The 2023 Final Rule became effective on January 23, 2024, and provided
that all States have until January 22, 2026, 24 months after the
effective date of the rule, to comply with the staffing requirements.
With this 1-year delay, the compliance date is now January 21, 2027.
DATES: This final rule is effective on January 21, 2026.
FOR FURTHER INFORMATION CONTACT: Kimberly Vitelli, Administrator,
Office of Workforce Investment, U.S. Department of Labor, Employment
and Training Administration, 200 Constitution Avenue NW, Room C-4526,
Washington, DC 20210.
SUPPLEMENTARY INFORMATION:
I. Background
The Wagner-Peyser Act of 1933, 29 U.S.C. 49 et seq., established
the ES program, which is a nationwide program of labor-exchange
services. The ES program seeks to improve the functioning of the
nation's labor markets by matching job seekers with employers that are
seeking workers. Section 3(a) of the Wagner-Peyser Act directs the
Secretary of Labor (Secretary) to assist States in coordinating the
State public service employment offices throughout the country. The
Department had historically relied on the Secretary's authority in
section 3(a) and 5(b) to require States to provide labor exchange
services with State ``merit staff,'' meaning government employees hired
and managed under a merit-based personnel system described in 5 CFR
900, Subpart F.
Beginning in the early 1990s, the Department provided Colorado and
Massachusetts with flexibility to set their own staffing requirements
for the provision of ES services.

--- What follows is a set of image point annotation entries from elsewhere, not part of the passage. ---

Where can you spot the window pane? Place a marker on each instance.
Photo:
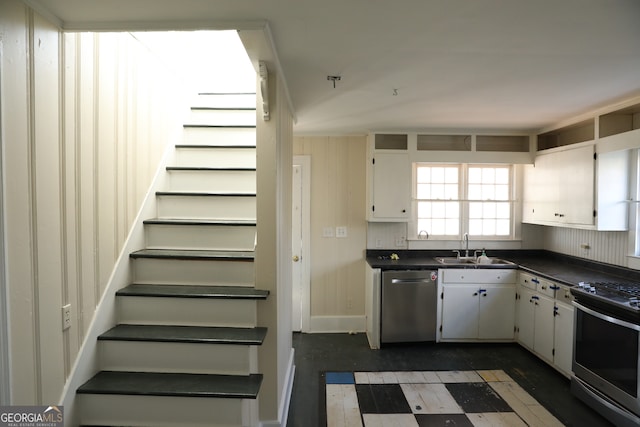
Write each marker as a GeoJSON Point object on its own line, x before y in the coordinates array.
{"type": "Point", "coordinates": [475, 175]}
{"type": "Point", "coordinates": [503, 210]}
{"type": "Point", "coordinates": [437, 175]}
{"type": "Point", "coordinates": [503, 227]}
{"type": "Point", "coordinates": [489, 227]}
{"type": "Point", "coordinates": [475, 210]}
{"type": "Point", "coordinates": [475, 227]}
{"type": "Point", "coordinates": [451, 192]}
{"type": "Point", "coordinates": [451, 175]}
{"type": "Point", "coordinates": [488, 175]}
{"type": "Point", "coordinates": [452, 227]}
{"type": "Point", "coordinates": [437, 210]}
{"type": "Point", "coordinates": [502, 176]}
{"type": "Point", "coordinates": [502, 192]}
{"type": "Point", "coordinates": [475, 192]}
{"type": "Point", "coordinates": [453, 210]}
{"type": "Point", "coordinates": [423, 174]}
{"type": "Point", "coordinates": [488, 192]}
{"type": "Point", "coordinates": [438, 227]}
{"type": "Point", "coordinates": [423, 191]}
{"type": "Point", "coordinates": [489, 210]}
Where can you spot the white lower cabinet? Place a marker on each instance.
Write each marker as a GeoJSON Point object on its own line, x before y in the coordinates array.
{"type": "Point", "coordinates": [544, 324]}
{"type": "Point", "coordinates": [477, 304]}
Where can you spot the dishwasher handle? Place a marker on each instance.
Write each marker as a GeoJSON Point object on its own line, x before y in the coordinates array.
{"type": "Point", "coordinates": [410, 281]}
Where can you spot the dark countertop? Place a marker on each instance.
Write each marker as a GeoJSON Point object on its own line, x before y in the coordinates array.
{"type": "Point", "coordinates": [551, 265]}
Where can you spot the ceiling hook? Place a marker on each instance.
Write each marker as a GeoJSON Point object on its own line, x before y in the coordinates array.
{"type": "Point", "coordinates": [334, 79]}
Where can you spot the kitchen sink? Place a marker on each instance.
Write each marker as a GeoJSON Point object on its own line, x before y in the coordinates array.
{"type": "Point", "coordinates": [454, 260]}
{"type": "Point", "coordinates": [472, 261]}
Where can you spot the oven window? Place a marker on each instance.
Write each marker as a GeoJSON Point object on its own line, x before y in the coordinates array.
{"type": "Point", "coordinates": [608, 350]}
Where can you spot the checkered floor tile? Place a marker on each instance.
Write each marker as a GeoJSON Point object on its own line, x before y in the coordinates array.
{"type": "Point", "coordinates": [431, 399]}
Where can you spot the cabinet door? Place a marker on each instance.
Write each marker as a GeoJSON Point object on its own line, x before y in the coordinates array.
{"type": "Point", "coordinates": [577, 167]}
{"type": "Point", "coordinates": [543, 330]}
{"type": "Point", "coordinates": [497, 312]}
{"type": "Point", "coordinates": [563, 337]}
{"type": "Point", "coordinates": [391, 186]}
{"type": "Point", "coordinates": [460, 310]}
{"type": "Point", "coordinates": [526, 316]}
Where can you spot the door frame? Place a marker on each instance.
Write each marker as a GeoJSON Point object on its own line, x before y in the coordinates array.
{"type": "Point", "coordinates": [5, 370]}
{"type": "Point", "coordinates": [304, 161]}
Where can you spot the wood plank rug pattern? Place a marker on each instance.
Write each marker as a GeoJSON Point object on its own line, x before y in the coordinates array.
{"type": "Point", "coordinates": [431, 399]}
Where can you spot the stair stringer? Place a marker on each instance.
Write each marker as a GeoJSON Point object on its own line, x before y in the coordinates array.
{"type": "Point", "coordinates": [104, 318]}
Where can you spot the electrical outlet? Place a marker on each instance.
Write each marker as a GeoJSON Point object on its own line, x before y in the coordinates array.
{"type": "Point", "coordinates": [66, 317]}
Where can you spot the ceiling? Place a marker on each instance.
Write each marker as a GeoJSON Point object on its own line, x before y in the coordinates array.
{"type": "Point", "coordinates": [440, 65]}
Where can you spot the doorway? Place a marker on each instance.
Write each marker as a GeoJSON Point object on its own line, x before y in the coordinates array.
{"type": "Point", "coordinates": [300, 245]}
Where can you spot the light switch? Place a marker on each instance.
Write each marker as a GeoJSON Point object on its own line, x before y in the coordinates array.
{"type": "Point", "coordinates": [327, 232]}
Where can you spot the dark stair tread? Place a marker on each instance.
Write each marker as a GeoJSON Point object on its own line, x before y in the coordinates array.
{"type": "Point", "coordinates": [226, 93]}
{"type": "Point", "coordinates": [205, 169]}
{"type": "Point", "coordinates": [186, 334]}
{"type": "Point", "coordinates": [192, 291]}
{"type": "Point", "coordinates": [203, 194]}
{"type": "Point", "coordinates": [194, 254]}
{"type": "Point", "coordinates": [220, 126]}
{"type": "Point", "coordinates": [182, 221]}
{"type": "Point", "coordinates": [173, 384]}
{"type": "Point", "coordinates": [225, 108]}
{"type": "Point", "coordinates": [216, 146]}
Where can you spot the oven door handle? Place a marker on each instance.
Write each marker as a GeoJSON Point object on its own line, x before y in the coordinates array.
{"type": "Point", "coordinates": [605, 317]}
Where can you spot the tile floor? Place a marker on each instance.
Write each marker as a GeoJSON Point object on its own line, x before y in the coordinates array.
{"type": "Point", "coordinates": [321, 355]}
{"type": "Point", "coordinates": [487, 398]}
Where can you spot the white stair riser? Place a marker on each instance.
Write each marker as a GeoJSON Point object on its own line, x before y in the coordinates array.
{"type": "Point", "coordinates": [239, 100]}
{"type": "Point", "coordinates": [195, 358]}
{"type": "Point", "coordinates": [216, 157]}
{"type": "Point", "coordinates": [187, 311]}
{"type": "Point", "coordinates": [229, 181]}
{"type": "Point", "coordinates": [166, 411]}
{"type": "Point", "coordinates": [223, 117]}
{"type": "Point", "coordinates": [200, 236]}
{"type": "Point", "coordinates": [207, 207]}
{"type": "Point", "coordinates": [194, 272]}
{"type": "Point", "coordinates": [219, 136]}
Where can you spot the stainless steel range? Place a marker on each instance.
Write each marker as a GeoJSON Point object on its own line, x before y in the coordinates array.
{"type": "Point", "coordinates": [606, 362]}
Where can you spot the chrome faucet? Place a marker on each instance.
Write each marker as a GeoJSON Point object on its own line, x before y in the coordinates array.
{"type": "Point", "coordinates": [465, 239]}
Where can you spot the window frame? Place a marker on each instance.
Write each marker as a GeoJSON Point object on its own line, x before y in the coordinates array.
{"type": "Point", "coordinates": [463, 194]}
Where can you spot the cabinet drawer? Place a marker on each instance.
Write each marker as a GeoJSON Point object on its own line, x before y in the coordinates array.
{"type": "Point", "coordinates": [527, 280]}
{"type": "Point", "coordinates": [545, 287]}
{"type": "Point", "coordinates": [456, 275]}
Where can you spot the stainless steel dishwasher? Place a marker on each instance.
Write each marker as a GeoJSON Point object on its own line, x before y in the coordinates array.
{"type": "Point", "coordinates": [408, 306]}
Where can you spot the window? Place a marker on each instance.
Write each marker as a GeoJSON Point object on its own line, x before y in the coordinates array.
{"type": "Point", "coordinates": [454, 199]}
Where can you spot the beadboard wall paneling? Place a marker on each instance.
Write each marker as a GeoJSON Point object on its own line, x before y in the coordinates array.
{"type": "Point", "coordinates": [337, 199]}
{"type": "Point", "coordinates": [80, 150]}
{"type": "Point", "coordinates": [604, 246]}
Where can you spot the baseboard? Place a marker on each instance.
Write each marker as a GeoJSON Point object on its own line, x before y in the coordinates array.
{"type": "Point", "coordinates": [285, 400]}
{"type": "Point", "coordinates": [337, 324]}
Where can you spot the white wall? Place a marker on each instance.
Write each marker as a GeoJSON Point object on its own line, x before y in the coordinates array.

In 1998, the Department permitted
Michigan similar flexibility to deliver ES services, pursuant to a
settlement agreement arising out of Michigan v. Herman, 81 F. Supp. 2d
840 (W.D. Mich. 1998).
In 2014, Congress passed the Workforce Innovation and Opportunity
Act (WIOA), Public Law 113-128, which amended the Wagner-Peyser Act.
WIOA did not include an ES merit-staffing requirement. Regulations
implementing WIOA were published in the Federal Register on August 19,
2016 (81 FR 56072) and were effective on October 18, 2016. Among the
provisions codified in the 2016 WIOA regulations was 20 CFR 652.215,
which continued to require the use of State merit-staffing for the
delivery of ES services, except for the three States that were
previously granted exemptions: Colorado, Massachusetts, and Michigan.
Through rulemaking effective February 5, 2020, the Department
removed the requirement that ES services be provided only by State
merit staff (85 FR 592) (hereinafter referred to as the ``2020 Final
Rule''). In the preamble to the 2020 Final Rule, the Department
explained that it sought to allow States maximum flexibility in
staffing arrangements to allow them to better align WIOA and ES
staffing. Following the 2020 Final Rule, several States were approved
to use a variety of staffing models to provide their ES services, as
described in their approved WIOA State plans.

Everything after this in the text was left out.